Exhibit 10.21
SETTLEMENT AND RELEASE
AGREEMENT
This Settlement and
Release Agreement (the “Agreement”) is made and entered
into by and among the following parties: (1) ICU Medical, Inc.
(“ICU Medical”) and (2) Fulwider Patton Lee &
Utecht LLP (“Fulwider”). (ICU Medical and
Fulwider are collectively referred to in this Agreement as
“the Parties” and more fully described in
Section 1, below).
RECITALS
This Agreement is made
by and among the Parties with reference to the following
facts:
A.
ICU Medical named Fulwider as a defendant in an action filed in the
Superior Court of the
State of California, County of Orange, Case No. 040009340, (the
“Action”), seeking, among other things, damages
arising from acts and omissions relating to Fulwider’s
representation of ICU Medical. The operative pleading is the “Third
Amended Complaint [Etc.]” filed on or about February 21,
2006, by ICU Medical (the “Third Amended
Complaint”).
B.
ICU Medical has also named
Cardinal Health 303, Inc. (formerly known as IVAC Medical
Systems, Inc., IVAC Corporation, and Alaris Medical Systems, Inc.)

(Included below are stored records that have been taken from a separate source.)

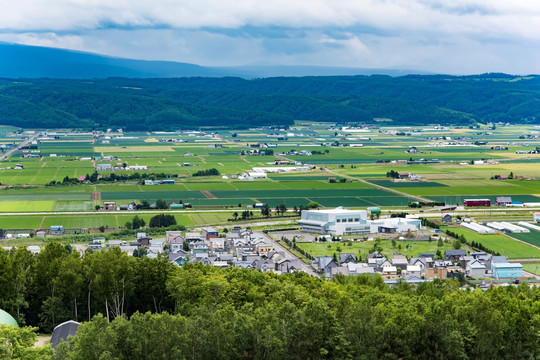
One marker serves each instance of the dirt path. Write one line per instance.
(208, 194)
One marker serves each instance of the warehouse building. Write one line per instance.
(340, 221)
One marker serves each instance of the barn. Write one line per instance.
(476, 202)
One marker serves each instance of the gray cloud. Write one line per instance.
(459, 36)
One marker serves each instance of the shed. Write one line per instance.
(6, 319)
(62, 331)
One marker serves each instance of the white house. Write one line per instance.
(337, 221)
(340, 221)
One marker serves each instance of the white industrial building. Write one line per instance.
(340, 221)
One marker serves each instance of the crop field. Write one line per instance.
(450, 178)
(26, 206)
(504, 245)
(532, 238)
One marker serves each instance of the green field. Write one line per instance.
(532, 237)
(504, 245)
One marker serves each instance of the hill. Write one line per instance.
(23, 61)
(169, 104)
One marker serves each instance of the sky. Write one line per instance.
(438, 36)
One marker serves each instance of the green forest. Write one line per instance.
(148, 309)
(170, 104)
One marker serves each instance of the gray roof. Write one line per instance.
(498, 259)
(62, 331)
(458, 252)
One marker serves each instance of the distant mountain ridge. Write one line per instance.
(233, 102)
(23, 61)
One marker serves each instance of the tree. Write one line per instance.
(265, 210)
(161, 204)
(140, 251)
(313, 205)
(18, 344)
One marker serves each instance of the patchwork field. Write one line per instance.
(502, 244)
(448, 177)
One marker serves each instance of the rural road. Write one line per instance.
(18, 146)
(289, 255)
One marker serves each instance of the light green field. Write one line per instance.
(210, 218)
(504, 245)
(26, 206)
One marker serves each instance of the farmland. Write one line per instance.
(357, 173)
(502, 244)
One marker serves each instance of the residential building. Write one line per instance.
(507, 270)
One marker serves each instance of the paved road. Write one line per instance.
(18, 146)
(289, 255)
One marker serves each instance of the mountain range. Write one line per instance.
(23, 61)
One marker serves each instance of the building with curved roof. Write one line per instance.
(6, 319)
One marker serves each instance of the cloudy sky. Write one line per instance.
(442, 36)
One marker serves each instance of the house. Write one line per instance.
(476, 269)
(263, 248)
(454, 255)
(131, 206)
(193, 237)
(360, 268)
(290, 265)
(209, 232)
(389, 273)
(476, 202)
(345, 258)
(503, 200)
(446, 218)
(507, 270)
(178, 258)
(415, 270)
(56, 230)
(109, 205)
(495, 260)
(95, 246)
(399, 261)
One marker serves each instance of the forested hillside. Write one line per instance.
(170, 104)
(203, 312)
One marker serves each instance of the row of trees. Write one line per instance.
(245, 314)
(59, 285)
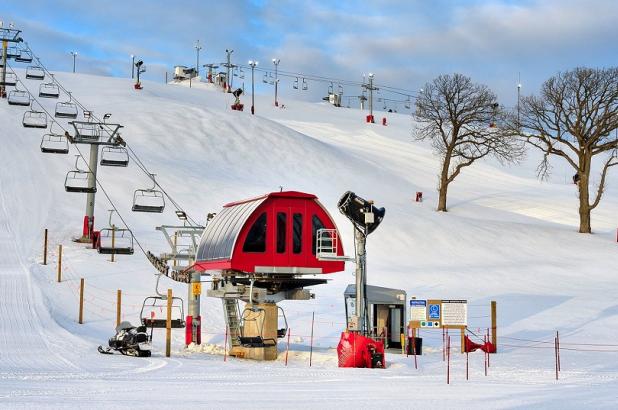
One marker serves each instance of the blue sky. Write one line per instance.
(405, 43)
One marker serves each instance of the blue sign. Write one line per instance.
(434, 311)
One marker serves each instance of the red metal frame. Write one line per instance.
(290, 202)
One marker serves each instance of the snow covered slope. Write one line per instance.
(507, 237)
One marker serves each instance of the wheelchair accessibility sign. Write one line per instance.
(434, 311)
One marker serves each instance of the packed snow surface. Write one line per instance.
(508, 237)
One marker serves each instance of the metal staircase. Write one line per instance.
(232, 319)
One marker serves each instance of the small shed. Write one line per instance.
(387, 311)
(271, 234)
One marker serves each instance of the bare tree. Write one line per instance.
(574, 118)
(459, 117)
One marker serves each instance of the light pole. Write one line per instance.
(276, 62)
(74, 54)
(253, 64)
(197, 52)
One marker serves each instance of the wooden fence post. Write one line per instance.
(118, 306)
(81, 301)
(59, 263)
(45, 248)
(168, 325)
(494, 325)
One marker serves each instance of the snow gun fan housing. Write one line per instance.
(364, 216)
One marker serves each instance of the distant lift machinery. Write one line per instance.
(52, 143)
(19, 97)
(66, 109)
(34, 118)
(114, 240)
(35, 72)
(114, 156)
(148, 200)
(49, 90)
(153, 313)
(77, 180)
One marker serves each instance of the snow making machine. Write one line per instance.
(262, 251)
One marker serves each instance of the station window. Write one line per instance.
(282, 219)
(316, 223)
(256, 238)
(297, 233)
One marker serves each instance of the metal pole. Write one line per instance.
(168, 325)
(92, 182)
(5, 45)
(360, 281)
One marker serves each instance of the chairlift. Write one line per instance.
(35, 73)
(148, 200)
(52, 143)
(79, 180)
(10, 79)
(255, 314)
(66, 109)
(49, 90)
(34, 119)
(13, 52)
(19, 97)
(153, 313)
(112, 156)
(24, 56)
(114, 240)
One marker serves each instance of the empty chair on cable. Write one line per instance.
(114, 157)
(52, 143)
(18, 97)
(35, 73)
(148, 200)
(79, 180)
(10, 79)
(152, 317)
(34, 119)
(114, 240)
(25, 56)
(49, 90)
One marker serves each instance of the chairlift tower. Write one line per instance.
(371, 88)
(94, 134)
(7, 35)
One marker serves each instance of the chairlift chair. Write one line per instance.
(10, 79)
(78, 180)
(54, 144)
(148, 200)
(114, 156)
(66, 109)
(24, 56)
(35, 73)
(153, 313)
(113, 240)
(18, 97)
(34, 119)
(49, 90)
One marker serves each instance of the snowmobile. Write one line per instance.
(129, 340)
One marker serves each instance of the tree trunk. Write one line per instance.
(443, 188)
(584, 196)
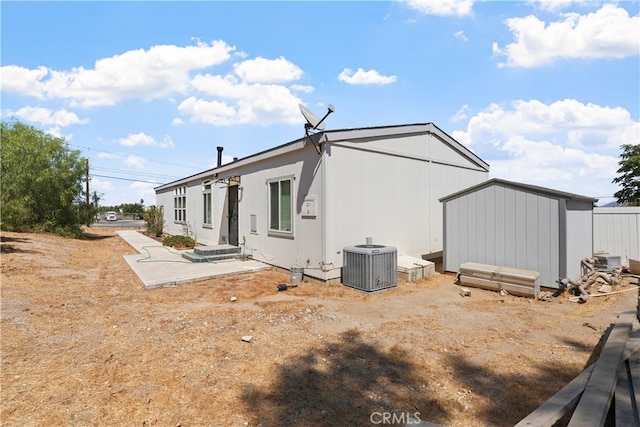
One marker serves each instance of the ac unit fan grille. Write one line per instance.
(370, 268)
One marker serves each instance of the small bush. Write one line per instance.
(154, 220)
(179, 242)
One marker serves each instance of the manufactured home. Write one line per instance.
(300, 204)
(515, 225)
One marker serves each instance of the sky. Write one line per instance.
(545, 92)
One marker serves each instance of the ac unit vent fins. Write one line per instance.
(370, 268)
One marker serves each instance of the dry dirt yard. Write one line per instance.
(83, 343)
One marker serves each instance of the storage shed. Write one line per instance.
(516, 225)
(616, 231)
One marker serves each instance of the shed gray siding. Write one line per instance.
(519, 226)
(503, 226)
(616, 231)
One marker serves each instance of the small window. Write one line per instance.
(180, 204)
(254, 223)
(280, 206)
(207, 209)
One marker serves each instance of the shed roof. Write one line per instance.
(335, 136)
(519, 186)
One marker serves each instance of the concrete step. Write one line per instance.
(194, 257)
(215, 250)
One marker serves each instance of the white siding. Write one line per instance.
(306, 242)
(391, 197)
(616, 231)
(579, 236)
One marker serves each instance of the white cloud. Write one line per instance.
(362, 77)
(99, 185)
(441, 7)
(461, 114)
(140, 73)
(241, 104)
(134, 161)
(261, 70)
(460, 34)
(302, 88)
(46, 117)
(133, 140)
(252, 93)
(556, 5)
(607, 33)
(566, 145)
(143, 190)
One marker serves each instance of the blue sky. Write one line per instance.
(543, 91)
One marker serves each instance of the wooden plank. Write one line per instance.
(594, 404)
(566, 399)
(625, 411)
(634, 377)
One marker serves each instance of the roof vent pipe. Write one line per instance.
(220, 156)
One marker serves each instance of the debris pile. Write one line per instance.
(599, 275)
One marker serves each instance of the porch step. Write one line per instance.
(212, 253)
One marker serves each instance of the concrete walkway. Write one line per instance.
(157, 266)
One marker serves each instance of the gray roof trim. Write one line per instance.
(521, 186)
(331, 136)
(408, 129)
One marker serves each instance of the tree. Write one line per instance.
(629, 176)
(42, 182)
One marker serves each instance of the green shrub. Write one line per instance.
(179, 242)
(154, 220)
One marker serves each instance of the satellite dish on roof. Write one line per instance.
(313, 122)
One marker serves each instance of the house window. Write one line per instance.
(207, 217)
(180, 204)
(254, 223)
(280, 205)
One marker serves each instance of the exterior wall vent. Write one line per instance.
(370, 267)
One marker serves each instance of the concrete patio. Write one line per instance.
(158, 266)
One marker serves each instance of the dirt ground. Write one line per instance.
(83, 343)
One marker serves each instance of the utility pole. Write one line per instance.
(88, 202)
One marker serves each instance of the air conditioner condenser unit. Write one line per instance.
(369, 267)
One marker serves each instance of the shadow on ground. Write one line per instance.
(348, 382)
(510, 398)
(7, 245)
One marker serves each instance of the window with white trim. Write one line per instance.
(207, 209)
(281, 205)
(180, 204)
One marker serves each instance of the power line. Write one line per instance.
(143, 158)
(127, 179)
(134, 173)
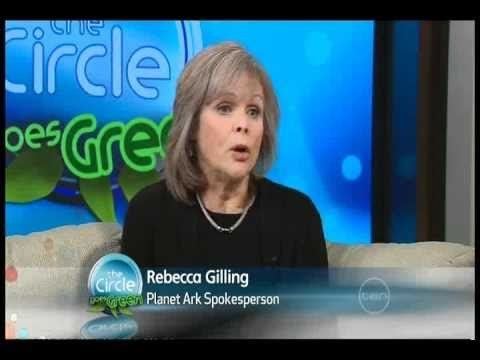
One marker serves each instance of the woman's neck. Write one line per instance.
(229, 197)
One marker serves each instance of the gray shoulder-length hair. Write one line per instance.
(204, 78)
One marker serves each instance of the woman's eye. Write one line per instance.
(253, 112)
(224, 109)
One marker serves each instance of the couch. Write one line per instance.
(51, 268)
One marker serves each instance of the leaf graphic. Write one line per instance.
(132, 181)
(33, 174)
(164, 130)
(114, 312)
(98, 196)
(125, 311)
(97, 308)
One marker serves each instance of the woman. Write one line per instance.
(214, 208)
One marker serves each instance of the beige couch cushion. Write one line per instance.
(56, 263)
(422, 254)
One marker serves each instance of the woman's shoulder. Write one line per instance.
(151, 194)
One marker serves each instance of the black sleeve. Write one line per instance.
(137, 236)
(312, 251)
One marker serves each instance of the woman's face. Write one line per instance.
(231, 129)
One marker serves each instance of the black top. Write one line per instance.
(282, 228)
(240, 247)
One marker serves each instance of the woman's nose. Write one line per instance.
(241, 128)
(241, 125)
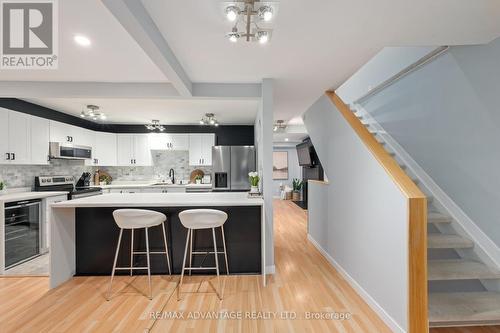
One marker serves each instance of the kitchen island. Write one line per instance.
(84, 235)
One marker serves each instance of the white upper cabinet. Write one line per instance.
(104, 152)
(40, 136)
(64, 133)
(15, 136)
(4, 136)
(200, 149)
(133, 149)
(164, 141)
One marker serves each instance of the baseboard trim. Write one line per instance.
(386, 318)
(270, 269)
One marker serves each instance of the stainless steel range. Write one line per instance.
(65, 183)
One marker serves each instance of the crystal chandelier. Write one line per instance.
(155, 125)
(209, 119)
(254, 16)
(279, 125)
(93, 113)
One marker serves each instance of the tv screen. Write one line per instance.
(304, 154)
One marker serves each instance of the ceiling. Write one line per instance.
(316, 45)
(168, 111)
(114, 56)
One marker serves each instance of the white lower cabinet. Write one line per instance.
(46, 219)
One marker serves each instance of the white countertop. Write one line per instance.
(17, 196)
(206, 199)
(154, 184)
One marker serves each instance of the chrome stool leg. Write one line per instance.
(217, 265)
(131, 250)
(225, 251)
(114, 264)
(183, 265)
(149, 264)
(166, 247)
(191, 250)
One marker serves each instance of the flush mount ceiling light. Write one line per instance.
(155, 126)
(209, 119)
(279, 125)
(253, 16)
(82, 40)
(93, 112)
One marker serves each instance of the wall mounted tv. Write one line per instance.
(304, 154)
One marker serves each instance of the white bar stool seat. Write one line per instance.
(131, 219)
(196, 219)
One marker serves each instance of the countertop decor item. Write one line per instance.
(253, 178)
(297, 186)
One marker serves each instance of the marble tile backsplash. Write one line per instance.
(24, 175)
(163, 161)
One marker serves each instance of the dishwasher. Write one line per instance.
(22, 231)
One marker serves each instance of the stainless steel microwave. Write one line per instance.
(69, 151)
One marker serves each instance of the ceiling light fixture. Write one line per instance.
(279, 125)
(82, 40)
(263, 37)
(93, 112)
(209, 119)
(266, 13)
(232, 13)
(155, 126)
(250, 14)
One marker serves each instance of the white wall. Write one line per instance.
(446, 116)
(264, 146)
(294, 169)
(361, 224)
(387, 63)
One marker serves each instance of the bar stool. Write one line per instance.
(195, 219)
(131, 219)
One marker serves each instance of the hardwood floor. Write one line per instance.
(304, 281)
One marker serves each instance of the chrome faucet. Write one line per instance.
(171, 175)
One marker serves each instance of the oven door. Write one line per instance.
(22, 231)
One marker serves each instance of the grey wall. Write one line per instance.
(362, 224)
(294, 170)
(447, 117)
(264, 146)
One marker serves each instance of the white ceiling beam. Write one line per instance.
(41, 89)
(136, 20)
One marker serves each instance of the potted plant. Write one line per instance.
(253, 178)
(104, 180)
(297, 186)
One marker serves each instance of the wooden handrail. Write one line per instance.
(417, 220)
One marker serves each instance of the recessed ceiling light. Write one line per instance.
(82, 40)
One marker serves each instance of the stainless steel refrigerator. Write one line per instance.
(231, 165)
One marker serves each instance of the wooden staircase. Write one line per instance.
(456, 308)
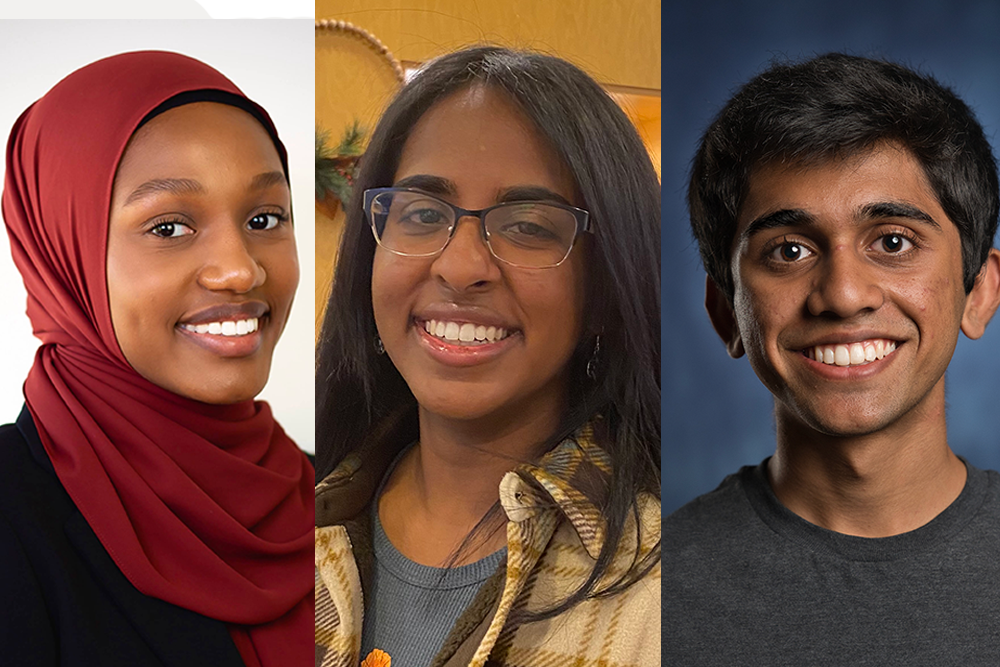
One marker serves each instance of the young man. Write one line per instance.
(845, 210)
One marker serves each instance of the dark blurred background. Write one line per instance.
(717, 415)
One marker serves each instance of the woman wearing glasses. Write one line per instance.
(488, 379)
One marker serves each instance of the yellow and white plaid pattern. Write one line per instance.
(554, 531)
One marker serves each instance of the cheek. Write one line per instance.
(281, 264)
(553, 305)
(392, 282)
(140, 295)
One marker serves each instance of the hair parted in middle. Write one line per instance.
(362, 400)
(835, 106)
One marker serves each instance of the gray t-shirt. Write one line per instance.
(412, 607)
(748, 582)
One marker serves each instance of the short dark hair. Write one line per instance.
(361, 399)
(835, 106)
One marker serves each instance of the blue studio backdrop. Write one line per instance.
(717, 415)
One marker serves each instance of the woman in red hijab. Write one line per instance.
(151, 513)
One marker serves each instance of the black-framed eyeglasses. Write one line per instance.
(529, 234)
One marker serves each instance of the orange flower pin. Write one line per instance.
(377, 658)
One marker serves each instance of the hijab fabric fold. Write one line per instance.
(208, 507)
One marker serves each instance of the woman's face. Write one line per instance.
(475, 149)
(202, 265)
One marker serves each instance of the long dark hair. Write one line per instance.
(361, 399)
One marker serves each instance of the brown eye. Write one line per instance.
(264, 221)
(169, 230)
(895, 243)
(790, 252)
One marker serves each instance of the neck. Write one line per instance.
(877, 484)
(443, 488)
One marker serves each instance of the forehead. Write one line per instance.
(480, 140)
(187, 137)
(840, 189)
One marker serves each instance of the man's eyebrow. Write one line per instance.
(266, 180)
(786, 217)
(158, 185)
(892, 209)
(432, 185)
(530, 193)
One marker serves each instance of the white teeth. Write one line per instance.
(857, 353)
(464, 332)
(227, 328)
(851, 354)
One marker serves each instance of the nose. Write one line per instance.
(228, 262)
(846, 285)
(466, 262)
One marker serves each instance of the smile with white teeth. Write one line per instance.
(227, 328)
(464, 333)
(852, 354)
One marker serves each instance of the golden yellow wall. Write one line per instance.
(616, 41)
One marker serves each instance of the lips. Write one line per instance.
(463, 336)
(228, 330)
(858, 353)
(465, 333)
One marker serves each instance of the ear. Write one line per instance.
(721, 313)
(984, 298)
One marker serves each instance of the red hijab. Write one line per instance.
(208, 507)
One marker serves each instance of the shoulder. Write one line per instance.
(622, 628)
(26, 635)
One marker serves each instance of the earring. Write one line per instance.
(594, 358)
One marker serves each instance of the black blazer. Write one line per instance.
(63, 601)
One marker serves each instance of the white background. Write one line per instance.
(272, 63)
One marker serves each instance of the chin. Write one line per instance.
(456, 404)
(222, 389)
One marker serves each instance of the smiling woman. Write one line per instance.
(150, 511)
(201, 269)
(487, 385)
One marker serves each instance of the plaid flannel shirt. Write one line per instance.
(554, 532)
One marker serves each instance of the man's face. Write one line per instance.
(848, 291)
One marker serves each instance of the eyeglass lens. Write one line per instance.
(531, 234)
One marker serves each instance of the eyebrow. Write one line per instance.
(432, 185)
(267, 179)
(182, 186)
(436, 185)
(169, 185)
(796, 217)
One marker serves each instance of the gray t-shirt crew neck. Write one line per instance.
(412, 607)
(748, 582)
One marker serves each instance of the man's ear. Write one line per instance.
(723, 319)
(984, 298)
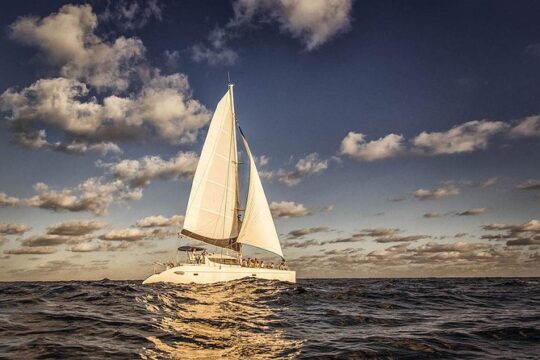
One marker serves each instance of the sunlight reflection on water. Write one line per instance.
(202, 322)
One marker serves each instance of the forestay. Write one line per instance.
(258, 227)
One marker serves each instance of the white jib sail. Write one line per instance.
(258, 227)
(212, 211)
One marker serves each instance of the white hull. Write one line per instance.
(208, 274)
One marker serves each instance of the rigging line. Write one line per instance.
(225, 200)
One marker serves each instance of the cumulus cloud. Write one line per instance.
(75, 227)
(217, 52)
(313, 22)
(302, 244)
(342, 240)
(93, 246)
(163, 107)
(28, 250)
(38, 140)
(124, 235)
(6, 200)
(515, 234)
(156, 106)
(438, 193)
(159, 221)
(139, 173)
(467, 137)
(400, 238)
(328, 208)
(528, 127)
(53, 240)
(287, 209)
(67, 39)
(13, 229)
(472, 212)
(307, 166)
(529, 185)
(388, 235)
(463, 138)
(93, 195)
(132, 15)
(298, 233)
(356, 146)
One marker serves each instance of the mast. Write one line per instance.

(“Alaris”) as a defendant in the Third Amended Complaint. The Parties
acknowledge that they are not, through this Agreement,
directly or indirectly, settling or releasing any of ICU
Medical’s claims against Alaris.
C.
Without admitting any liability or wrongdoing, ICU Medical and
Fulwider desire, by entering
into this Agreement and consummating the transactions contemplated
in this Agreement, to resolve, compromise and settle, amongst
themselves alone, the Action and all disputes, claims, and
controversies between or among
them which are based upon, arise out of, relate to, or have
any connection with: (1) the Action; and (2) the filing or
maintenance of the Action.
AGREEMENT
NOW, THEREFORE, in
consideration of the foregoing recitals and for good and
valuable consideration, the receipt of sufficiency of which
is acknowledged, the Parties, and each of them, warrant, represent,
acknowledge, covenant and agree as follows:
1.
DEFINITIONS
Unless otherwise defined
herein, all capitalized terms used herein shall have the
meanings given such terms
in this Agreement. In addition, for the purposes of this Agreement
only, the following specially defined terms shall have the
following meanings:
1.1
Person. Person shall mean and include a natural
person or person, a group of natural persons acting as individuals, a group of
natural persons acting in a collegial capacity (e.g., as a
committee, board of directors,
etc.), a corporation, partnership, limited liability company,
joint- venturers, trust,
or any other unincorporated association, business, organization, or
enterprise, any government agency, and any successor-in-interest,
heir, executor, administrator, trustee, trustee in
bankruptcy, or receiver of any person or entity.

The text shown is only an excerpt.